Даже Йозеф не может не признать, что видит такое впервые.
Мало-помалу кой-кому из нас разрешают вставать. Вот и мне тоже выдают костыли. Но я пользуюсь ими редко, невмоготу чувствовать на себе взгляд Альберта, когда я хожу по палате. Он смотрит всегда с таким странным выражением. Поэтому я иной раз выбираюсь в коридор – там можно двигаться свободнее.
Этажом ниже лежат солдаты с ранениями живота, позвоночника, головы и те, кому ампутировали обе ноги. В правом крыле – челюстные ранения, газовые ожоги, ранения носа, ушей и шеи. В левом – слепые и с ранениями легких, таза, суставов, почек, мошонки, желудка. Вот где видишь, каких только увечий не причиняют человеку.
Двое умирают от столбняка. Кожа блекнет, тело цепенеет, под конец – долго – живут одни только глаза.

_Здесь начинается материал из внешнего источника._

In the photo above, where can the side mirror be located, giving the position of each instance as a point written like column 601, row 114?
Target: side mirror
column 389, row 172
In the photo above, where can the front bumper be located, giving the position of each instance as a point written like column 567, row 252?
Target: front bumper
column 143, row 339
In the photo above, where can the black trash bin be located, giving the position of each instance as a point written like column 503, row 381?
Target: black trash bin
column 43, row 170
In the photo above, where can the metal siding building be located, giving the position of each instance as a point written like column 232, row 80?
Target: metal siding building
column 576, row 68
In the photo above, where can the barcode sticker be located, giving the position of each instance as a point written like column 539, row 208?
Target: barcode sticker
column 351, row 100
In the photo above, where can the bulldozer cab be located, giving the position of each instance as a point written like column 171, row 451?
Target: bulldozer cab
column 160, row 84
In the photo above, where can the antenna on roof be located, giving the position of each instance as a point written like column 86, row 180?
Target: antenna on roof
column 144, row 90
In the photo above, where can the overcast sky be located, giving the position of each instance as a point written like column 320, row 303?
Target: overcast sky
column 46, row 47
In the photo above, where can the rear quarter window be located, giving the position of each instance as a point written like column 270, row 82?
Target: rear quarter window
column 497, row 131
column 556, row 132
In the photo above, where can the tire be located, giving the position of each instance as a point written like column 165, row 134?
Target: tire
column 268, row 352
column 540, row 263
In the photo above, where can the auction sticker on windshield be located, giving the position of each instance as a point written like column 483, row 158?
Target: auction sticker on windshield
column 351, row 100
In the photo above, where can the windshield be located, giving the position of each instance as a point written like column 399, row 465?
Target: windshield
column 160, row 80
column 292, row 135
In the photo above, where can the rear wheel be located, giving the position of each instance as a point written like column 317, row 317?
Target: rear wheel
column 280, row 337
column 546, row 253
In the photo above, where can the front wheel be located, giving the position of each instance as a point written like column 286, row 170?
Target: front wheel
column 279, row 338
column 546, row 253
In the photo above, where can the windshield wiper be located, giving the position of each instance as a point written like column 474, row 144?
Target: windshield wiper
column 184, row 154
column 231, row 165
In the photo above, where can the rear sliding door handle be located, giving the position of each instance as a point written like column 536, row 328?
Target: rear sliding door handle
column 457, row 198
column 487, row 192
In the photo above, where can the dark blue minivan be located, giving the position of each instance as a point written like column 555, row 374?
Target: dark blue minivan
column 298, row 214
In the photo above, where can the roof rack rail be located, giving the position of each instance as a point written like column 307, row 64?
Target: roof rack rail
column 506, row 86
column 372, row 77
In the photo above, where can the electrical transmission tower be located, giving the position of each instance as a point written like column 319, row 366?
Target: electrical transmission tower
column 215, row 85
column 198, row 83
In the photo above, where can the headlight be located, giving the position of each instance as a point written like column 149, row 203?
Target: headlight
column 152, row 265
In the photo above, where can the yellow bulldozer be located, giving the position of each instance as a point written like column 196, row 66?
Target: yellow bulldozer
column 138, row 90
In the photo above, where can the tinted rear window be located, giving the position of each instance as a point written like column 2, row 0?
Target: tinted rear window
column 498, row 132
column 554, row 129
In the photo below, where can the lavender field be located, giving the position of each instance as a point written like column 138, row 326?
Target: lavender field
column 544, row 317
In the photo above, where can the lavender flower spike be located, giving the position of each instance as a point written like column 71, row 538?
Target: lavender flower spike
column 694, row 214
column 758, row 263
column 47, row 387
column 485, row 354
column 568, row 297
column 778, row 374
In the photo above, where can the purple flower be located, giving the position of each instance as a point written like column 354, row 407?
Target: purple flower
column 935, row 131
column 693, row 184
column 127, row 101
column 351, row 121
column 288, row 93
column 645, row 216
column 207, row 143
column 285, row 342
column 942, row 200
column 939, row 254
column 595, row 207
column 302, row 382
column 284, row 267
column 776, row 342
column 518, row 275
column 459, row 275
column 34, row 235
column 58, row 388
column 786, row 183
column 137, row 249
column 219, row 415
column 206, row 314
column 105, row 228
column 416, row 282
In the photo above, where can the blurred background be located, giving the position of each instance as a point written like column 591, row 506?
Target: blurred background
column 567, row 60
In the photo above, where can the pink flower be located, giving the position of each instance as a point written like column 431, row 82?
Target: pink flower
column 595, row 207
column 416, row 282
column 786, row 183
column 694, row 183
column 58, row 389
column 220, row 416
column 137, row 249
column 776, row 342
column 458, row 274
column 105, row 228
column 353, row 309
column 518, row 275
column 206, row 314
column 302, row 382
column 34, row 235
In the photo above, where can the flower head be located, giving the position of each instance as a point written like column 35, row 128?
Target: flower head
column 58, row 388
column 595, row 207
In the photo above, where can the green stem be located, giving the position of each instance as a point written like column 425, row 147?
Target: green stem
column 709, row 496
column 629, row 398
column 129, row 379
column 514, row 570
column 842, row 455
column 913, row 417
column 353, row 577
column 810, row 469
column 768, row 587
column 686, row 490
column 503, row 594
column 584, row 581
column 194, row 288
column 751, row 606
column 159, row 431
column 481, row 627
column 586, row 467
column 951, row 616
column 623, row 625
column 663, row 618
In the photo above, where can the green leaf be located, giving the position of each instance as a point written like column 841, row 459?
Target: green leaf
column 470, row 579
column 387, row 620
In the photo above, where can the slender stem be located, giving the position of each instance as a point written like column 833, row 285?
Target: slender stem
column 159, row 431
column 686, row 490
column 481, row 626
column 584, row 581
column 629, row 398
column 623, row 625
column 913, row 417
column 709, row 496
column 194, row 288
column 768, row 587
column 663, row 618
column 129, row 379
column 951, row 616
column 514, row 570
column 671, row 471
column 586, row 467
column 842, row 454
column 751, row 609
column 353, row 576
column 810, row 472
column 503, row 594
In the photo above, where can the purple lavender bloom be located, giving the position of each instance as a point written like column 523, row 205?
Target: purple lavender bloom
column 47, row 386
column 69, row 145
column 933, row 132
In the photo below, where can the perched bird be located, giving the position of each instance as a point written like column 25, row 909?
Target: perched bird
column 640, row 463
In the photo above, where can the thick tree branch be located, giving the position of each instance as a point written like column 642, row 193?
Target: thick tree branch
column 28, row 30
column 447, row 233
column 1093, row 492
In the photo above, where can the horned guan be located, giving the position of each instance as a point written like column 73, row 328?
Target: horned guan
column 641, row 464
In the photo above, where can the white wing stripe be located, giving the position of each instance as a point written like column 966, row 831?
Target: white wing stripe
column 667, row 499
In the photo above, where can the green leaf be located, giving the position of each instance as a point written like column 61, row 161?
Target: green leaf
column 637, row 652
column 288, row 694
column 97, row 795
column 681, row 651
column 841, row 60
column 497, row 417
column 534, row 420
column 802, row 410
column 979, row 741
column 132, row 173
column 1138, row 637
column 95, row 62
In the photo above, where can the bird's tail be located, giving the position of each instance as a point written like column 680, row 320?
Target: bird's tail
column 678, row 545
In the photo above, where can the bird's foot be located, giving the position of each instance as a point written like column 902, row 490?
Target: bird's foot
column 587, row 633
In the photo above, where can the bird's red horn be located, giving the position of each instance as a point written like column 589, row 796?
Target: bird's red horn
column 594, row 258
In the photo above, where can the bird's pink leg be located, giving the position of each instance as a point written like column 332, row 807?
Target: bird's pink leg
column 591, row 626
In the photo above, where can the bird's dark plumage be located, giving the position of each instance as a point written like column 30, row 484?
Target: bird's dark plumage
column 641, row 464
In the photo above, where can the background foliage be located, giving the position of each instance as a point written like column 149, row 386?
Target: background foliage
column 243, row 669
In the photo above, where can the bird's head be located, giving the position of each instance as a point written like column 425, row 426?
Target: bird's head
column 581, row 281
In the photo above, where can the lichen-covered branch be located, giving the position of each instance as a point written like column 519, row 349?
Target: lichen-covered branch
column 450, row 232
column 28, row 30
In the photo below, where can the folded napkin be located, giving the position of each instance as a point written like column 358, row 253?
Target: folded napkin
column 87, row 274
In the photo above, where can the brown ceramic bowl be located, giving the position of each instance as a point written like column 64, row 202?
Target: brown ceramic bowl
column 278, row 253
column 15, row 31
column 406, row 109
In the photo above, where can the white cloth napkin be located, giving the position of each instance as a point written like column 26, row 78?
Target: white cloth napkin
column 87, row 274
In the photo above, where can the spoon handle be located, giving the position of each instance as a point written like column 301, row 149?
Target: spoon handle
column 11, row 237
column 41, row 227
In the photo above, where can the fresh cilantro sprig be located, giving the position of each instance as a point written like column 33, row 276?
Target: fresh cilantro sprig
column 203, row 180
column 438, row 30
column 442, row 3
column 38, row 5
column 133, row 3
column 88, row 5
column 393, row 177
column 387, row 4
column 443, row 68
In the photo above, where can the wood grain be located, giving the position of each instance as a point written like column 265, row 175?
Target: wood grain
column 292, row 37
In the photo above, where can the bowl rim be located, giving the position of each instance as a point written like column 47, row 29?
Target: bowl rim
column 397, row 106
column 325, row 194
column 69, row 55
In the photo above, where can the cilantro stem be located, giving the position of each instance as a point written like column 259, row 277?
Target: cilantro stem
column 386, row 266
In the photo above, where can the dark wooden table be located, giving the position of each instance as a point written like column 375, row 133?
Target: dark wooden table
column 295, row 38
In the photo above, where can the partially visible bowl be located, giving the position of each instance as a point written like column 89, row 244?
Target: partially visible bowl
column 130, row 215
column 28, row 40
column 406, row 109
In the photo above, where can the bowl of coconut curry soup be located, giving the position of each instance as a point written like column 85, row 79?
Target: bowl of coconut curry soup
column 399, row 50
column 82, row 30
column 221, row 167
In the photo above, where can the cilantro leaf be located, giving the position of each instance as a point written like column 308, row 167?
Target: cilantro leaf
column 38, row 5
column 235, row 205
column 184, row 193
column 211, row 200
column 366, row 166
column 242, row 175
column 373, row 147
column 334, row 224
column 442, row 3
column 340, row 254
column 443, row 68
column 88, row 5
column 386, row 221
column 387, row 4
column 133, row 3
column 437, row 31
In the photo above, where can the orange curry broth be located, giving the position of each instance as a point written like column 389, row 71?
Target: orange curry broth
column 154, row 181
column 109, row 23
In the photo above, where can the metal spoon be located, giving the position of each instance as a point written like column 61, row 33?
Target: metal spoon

У одних раненая конечность свободно висит в воздухе, на кронштейне, под рану подставлен тазик, куда капает гной. Каждые два-три часа тазик опорожняют. Другие лежат на растяжке, с тяжелыми, тянущими вниз гирями возле койки. Я вижу ранения кишечника, постоянно полные кала. Докторский писарь показывает мне рентгеновские снимки совершенно раздробленных бедреных костей, коленей и плеч.
Непостижимо, что над такими изорванными телами еще есть человеческие лица, в которых продолжается будничная жизнь. И ведь это лишь один-единственный лазарет, одно-единственное отделение, а их сотни тысяч в Германии, сотни тысяч во Франции, сотни тысяч в России. До чего бессмысленно все, что было когда-либо написано, сделано, подумано, если возможно вот такое! Наверно, все ложь и ничтожность, коль скоро культура тысячелетий даже не сумела воспрепятствовать тому, чтобы проливались эти реки крови, чтобы сотнями тысяч существовали эти пыточные застенки. Только лазарет показывает, что такое война.